FIFO Ordering in Queues

By default, Azure Service Bus queues do not guarantee FIFO (first-in, first-out) order when multiple consumers are connected. To guarantee FIFO order, use Sessions. A session groups messages by a Session ID and assigns them all to one consumer in order.

ScenarioOrder Guarantee
Single consumer reading from queueFIFO order is maintained
Multiple consumers reading from queueNo FIFO guarantee — use Sessions
Sessions enabled with session IDFIFO guaranteed per session

Queue Size Management

The queue fills up when messages arrive faster than consumers process them. When the queue reaches its maximum size, senders receive an error. Monitor queue size using Azure Monitor and set alerts before it fills up.

Queue Capacity: 1 GB

Messages arriving: 100 msg/sec
Messages processed: 80 msg/sec
Net growth: 20 msg/sec -- queue fills up over time!

Solution: Add more consumer instances to increase processing rate.

Partitioned Queues

A Partitioned Queue splits data across multiple message brokers internally. This increases throughput and availability. Partitioning is available in the Standard and Premium tiers.

Non-partitioned queue:
  [Sender] --> [Single Broker] --> [Receiver]

Partitioned queue:
  [Sender] --> [Broker 1 (Partition A)]
           --> [Broker 2 (Partition B)]  --> [Receivers]
           --> [Broker 3 (Partition C)]

Partitioned queues do not guarantee strict ordering across partitions.

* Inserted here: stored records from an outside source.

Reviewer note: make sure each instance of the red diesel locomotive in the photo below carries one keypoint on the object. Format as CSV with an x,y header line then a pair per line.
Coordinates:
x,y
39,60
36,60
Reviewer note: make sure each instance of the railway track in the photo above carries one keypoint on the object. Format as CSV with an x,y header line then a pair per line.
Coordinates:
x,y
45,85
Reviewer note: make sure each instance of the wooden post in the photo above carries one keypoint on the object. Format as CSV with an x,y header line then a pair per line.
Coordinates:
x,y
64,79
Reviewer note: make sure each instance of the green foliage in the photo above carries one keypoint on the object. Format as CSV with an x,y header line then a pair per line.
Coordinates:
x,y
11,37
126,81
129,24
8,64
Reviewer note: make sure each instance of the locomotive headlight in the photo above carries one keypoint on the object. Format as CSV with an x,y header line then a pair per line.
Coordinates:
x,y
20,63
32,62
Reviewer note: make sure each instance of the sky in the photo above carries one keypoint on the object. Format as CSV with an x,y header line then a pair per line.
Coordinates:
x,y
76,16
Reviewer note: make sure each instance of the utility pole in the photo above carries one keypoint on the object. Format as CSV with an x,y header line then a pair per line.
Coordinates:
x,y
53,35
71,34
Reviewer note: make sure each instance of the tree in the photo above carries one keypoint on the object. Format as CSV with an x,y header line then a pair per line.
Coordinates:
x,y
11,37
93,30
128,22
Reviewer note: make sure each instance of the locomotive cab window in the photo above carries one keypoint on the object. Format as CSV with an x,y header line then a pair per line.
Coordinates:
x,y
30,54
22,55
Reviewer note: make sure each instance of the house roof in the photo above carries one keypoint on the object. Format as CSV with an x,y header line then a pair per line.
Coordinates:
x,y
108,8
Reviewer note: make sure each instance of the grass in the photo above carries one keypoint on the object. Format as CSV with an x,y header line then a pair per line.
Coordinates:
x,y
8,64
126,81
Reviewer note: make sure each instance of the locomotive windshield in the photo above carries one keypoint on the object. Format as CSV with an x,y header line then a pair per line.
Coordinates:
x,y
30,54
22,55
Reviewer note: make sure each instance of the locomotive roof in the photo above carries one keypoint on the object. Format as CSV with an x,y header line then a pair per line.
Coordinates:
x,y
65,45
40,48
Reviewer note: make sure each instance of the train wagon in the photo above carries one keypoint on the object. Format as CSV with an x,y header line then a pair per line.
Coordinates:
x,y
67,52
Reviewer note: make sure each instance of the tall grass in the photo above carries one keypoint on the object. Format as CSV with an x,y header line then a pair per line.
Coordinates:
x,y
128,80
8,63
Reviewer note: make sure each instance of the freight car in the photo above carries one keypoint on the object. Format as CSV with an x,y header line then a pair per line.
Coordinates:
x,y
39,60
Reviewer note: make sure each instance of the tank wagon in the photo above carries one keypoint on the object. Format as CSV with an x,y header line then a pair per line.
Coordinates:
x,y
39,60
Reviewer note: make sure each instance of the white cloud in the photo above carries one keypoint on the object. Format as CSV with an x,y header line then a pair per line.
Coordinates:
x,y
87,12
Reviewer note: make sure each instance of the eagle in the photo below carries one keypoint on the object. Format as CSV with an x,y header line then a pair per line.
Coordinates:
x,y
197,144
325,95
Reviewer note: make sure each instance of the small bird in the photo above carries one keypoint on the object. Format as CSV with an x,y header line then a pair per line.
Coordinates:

If ordering is critical, avoid partitioning or use sessions within a single partition.

Queue Naming Best Practices

Best PracticeExample
Use lowercase and hyphensorder-processing, payment-events
Include the environment in the nameorders-dev, orders-prod
Use domain-based naminginventory-updates, user-registrations
Avoid generic namesAvoid: queue1, testqueue, myqueue

List All Queues in a Namespace

az servicebus queue list \
  --resource-group rg-messaging-prod \
  --namespace-name myshopns \
  --output table

Delete a Queue

az servicebus queue delete \
  --resource-group rg-messaging-prod \
  --namespace-name myshopns \
  --name orders

Summary

Azure Service Bus queues provide a reliable, durable, point-to-point messaging channel. Messages wait safely in the queue until a consumer is ready. Properties like TTL, lock duration, max delivery count, and dead-lettering control how messages behave when things go wrong. The competing consumers pattern scales processing by adding more consumer instances. Sessions add FIFO ordering when strict sequence matters.